2) Section off the above into consecutive runs of interval_length, in this case 5. This will give you an Enumerator object, but using to_a we can see the intermediate result looks like this:

# => [[15, 1], [17, 2], [19, 3], [18, 5], [22, 6]], [[17, 2], [19, 3], [18, 5], [22, 6], [24, 7]], [[19, 3], [18, 5], [22, 6], [24, 7], [28, 8]], [[18, 5], [22, 6], [24, 7], [28, 8], [22, 10]], [[22, 6], [24, 7], [28, 8], [22, 10], [17, 11]], [[24, 7], [28, 8], [22, 10], [17, 11], [16, 12]], [[28, 8], [22, 10], [17, 11], [16, 12], [14, 13]], [[22, 10], [17, 11], [16, 12], [14, 13], [15, 15]], [[17, 11], [16, 12], [14, 13], [15, 15], [15, 16]], [[16, 12], [14, 13], [15, 15], [15, 16], [15, 17]], [[14, 13], [15, 15], [15, 16], [15, 17], [0, 18]], [[15, 15], [15, 16], [15, 17], [0, 18], [15, 20]], [[15, 16], [15, 17], [0, 18], [15, 20], [19, 21]], [[15, 17], [0, 18], [15, 20], [19, 21], [21, 22]], [[0, 18], [15, 20], [19, 21], [21, 22], [25, 23]], [[15, 20], [19, 21], [21, 22], [25, 23], [26, 25]], [[19, 21], [21, 22], [25, 23], [26, 25], [24, 26]], [[21, 22], [25, 23], [26, 25], [24, 26], [24, 27]

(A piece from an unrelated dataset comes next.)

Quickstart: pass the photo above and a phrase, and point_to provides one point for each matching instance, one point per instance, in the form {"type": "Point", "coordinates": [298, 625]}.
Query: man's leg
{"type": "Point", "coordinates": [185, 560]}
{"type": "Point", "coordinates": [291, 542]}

3) Since you don't have information for every second, some of each chunk of speed values may be over time intervals that are not really interval_length seconds long. So, let's restrict our calculations only to those. For 5 seconds, it happens that no data needs to be dropped and the intermediate result is the same as step 2.

4) Now we can take the rolling average:

 # => [13.8, 18.2, 20.0, 22.2, 22.8, 22.6, 21.4, 19.4, 16.8, 15.4, 15.0, 11.8, 12.0, 12.8, 14.0, 16.0, 21.2, 23.0, 24.0]

5) And the maximum thereof:

# => 24.0

Again, I'm not sure how this will fare on a really large data set, but it might be worth a try.